For praline, it should be a deep golden brown, but bear in mind that it will continue to cook a little once you take it off the heat. When ready, remove the pan from the heat, immediately tip in the nuts and swirl them around so they are well coated. Pour the mixture out onto the tray, holding the tray with a thick cloth and tilting it gently so that a thin layer of toffee and nuts forms. Leave it to cool and set completely, then break it into large chunks and layer them in an airtight container, with sheets of baking paper between each to stop them from sticking together. Freeze the praline then, when you need it, just take as much as you want. If you need it finely crushed you can grind it in a blender or processor, or put it into a double layer of thick plastic bags and pond it with a rolling pin. Be careful not to overwork it in a food processor or the praline turn to a paste.
Ganache Break the chocolate into a bowl. Bring the cream to the boil in a saucepan and pour over the chocolate, then stir together until smooth. Allow to cool to room temperature before using it to glaze the cakes.

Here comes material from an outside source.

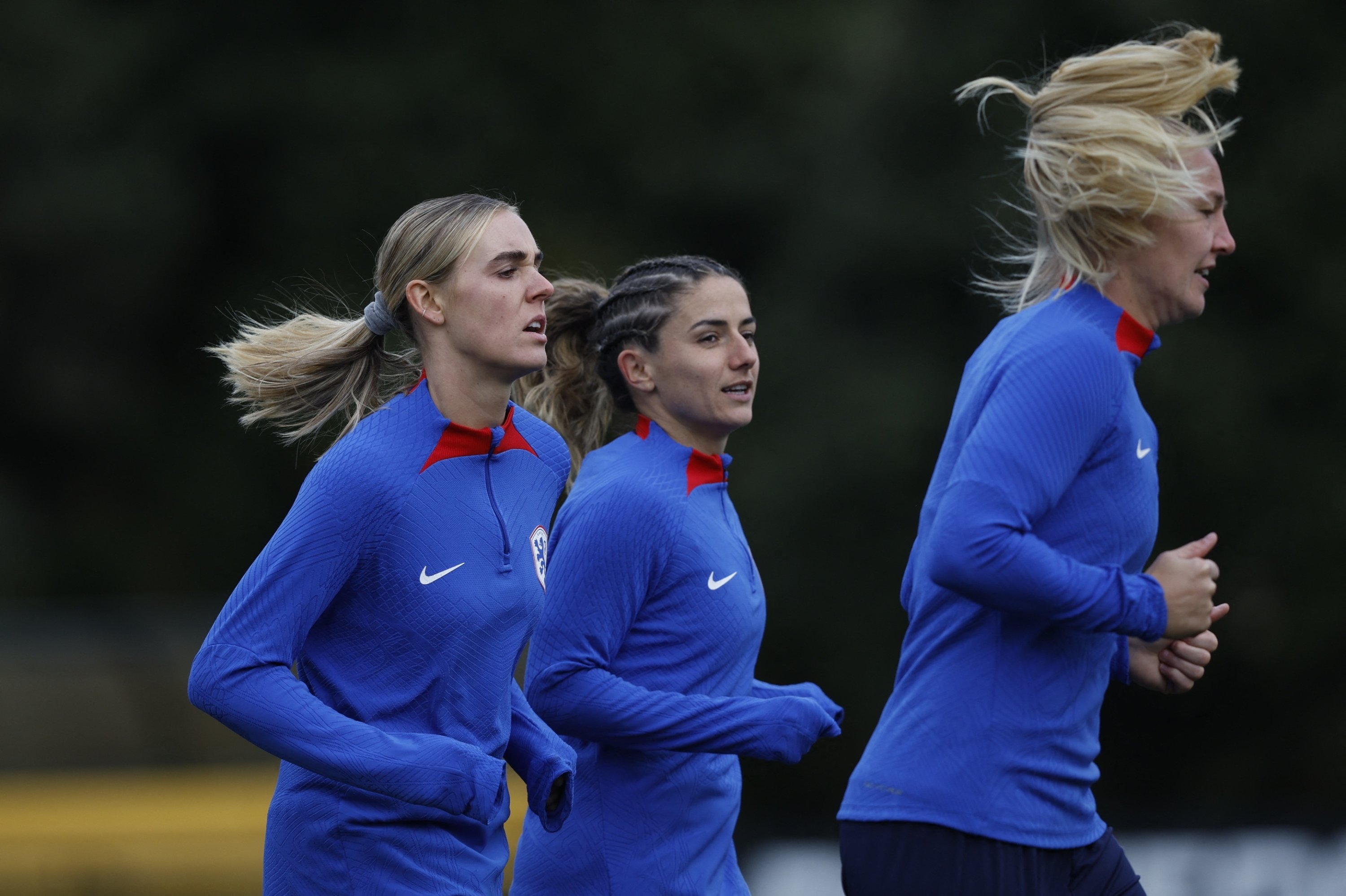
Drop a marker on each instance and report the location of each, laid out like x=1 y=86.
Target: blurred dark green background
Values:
x=163 y=165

Bring the water and corn syrup to the boil in a saucepan and remove from the heat. Squeeze the excess moisture from the gelatine, add to the pan and stir until dissolved. Break the chocolate into a bowl, then pour the warm mixture over the chocolate. Stir until smooth and set aside. Place 12x10cm metal rings on a tray lined with non-stick baking paper. Cut out discs of sponge, 3mm-thick, to line the base of each. Gently fold the whipped cream and some praline into the chocolate mixture and pour into each ring. Cool for 2 hours until set. Remove the cakes from the tings and place on a wire rack over a tray. Pour the Ganache over each cake and transfer to the refrigerator to set.